Biography

Michael Dietler has conducted archaeological, ethnographic, and historical research projects in Europe and Africa. In addition to his work on alcohol, food, and feasting, a major theoretical focus has been colonialism, and he has been engaged for over 30 years in archaeological research in Mediterranean France on the indigenous “Celtic” societies of the region and their colonial encounters with Etruscans, Greeks and Romans during the first millennium BC, including long-term excavations at the port settlement of Lattes in Languedoc. His 2010 book, Archaeologies of Colonialism, provides the most recent synthesis of this material, approaching the process of colonial entanglement through analysis of consumption practices, urban landscapes, and violence. He is also engaged in research exploring the role of the ancient past in contemporary Celtic identities and imaginaries, in both modern ethno-nationalist and postmodern transnational contexts, and he is currently finishing a book on this subject entitled Celticism, Celtitude, and Celticity: Contemporary Ways of Being and Becoming Celtic. A third project is ethnographic research among the Luo people of Kenya, in collaboration with Ingrid Herbich, directed toward the socio-historical understanding of material culture, spatio-temporal concepts, and economics.
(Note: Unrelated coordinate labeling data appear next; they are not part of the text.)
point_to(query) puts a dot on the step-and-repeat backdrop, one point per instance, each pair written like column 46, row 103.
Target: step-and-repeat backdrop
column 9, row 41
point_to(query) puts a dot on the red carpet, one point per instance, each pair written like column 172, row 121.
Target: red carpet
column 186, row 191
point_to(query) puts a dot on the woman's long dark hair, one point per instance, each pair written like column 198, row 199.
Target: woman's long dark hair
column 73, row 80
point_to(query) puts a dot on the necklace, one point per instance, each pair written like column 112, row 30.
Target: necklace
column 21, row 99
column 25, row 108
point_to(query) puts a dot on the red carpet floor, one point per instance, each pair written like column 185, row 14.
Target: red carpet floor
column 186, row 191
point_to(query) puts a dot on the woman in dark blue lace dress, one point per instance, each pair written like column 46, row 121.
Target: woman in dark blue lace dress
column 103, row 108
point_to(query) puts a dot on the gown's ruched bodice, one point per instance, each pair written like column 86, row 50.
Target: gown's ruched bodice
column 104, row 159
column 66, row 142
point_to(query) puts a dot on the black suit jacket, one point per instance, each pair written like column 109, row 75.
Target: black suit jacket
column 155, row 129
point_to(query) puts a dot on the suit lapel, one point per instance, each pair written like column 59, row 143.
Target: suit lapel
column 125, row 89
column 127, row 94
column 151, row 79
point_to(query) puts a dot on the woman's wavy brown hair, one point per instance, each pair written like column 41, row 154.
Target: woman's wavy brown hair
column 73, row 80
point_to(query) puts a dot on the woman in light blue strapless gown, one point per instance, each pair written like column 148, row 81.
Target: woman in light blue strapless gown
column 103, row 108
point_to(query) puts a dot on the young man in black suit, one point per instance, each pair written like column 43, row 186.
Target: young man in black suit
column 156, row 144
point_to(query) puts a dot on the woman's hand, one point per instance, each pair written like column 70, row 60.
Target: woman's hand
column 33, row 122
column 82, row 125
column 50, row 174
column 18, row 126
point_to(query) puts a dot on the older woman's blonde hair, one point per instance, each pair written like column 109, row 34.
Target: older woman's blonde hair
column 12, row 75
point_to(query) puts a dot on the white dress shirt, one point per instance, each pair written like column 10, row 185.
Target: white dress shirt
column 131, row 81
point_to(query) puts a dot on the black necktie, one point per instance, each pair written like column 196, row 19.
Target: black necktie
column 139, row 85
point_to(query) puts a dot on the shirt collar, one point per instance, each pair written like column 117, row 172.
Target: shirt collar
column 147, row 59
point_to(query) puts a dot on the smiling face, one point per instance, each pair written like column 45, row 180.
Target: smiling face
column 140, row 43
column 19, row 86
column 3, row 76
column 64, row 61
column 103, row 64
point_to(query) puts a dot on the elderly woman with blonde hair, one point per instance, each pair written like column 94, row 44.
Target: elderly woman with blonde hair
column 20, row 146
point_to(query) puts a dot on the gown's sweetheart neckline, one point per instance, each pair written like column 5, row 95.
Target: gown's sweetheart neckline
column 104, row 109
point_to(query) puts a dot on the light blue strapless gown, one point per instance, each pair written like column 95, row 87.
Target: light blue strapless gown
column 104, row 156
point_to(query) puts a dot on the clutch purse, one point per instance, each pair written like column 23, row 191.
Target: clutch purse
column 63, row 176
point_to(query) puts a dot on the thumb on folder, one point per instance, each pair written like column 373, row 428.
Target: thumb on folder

He also teaches courses on the Chicago Blues and has further ethnomusicological interests in Celtic and African popular musics. He was also director of the Migration, Material Culture, and Memory Program, a collaborative three-year project of joint research and graduate training between the University of Chicago and the University of Paris X – Nanterre financed by a grant from the Partner University Fund and the French American Cultural Exchange.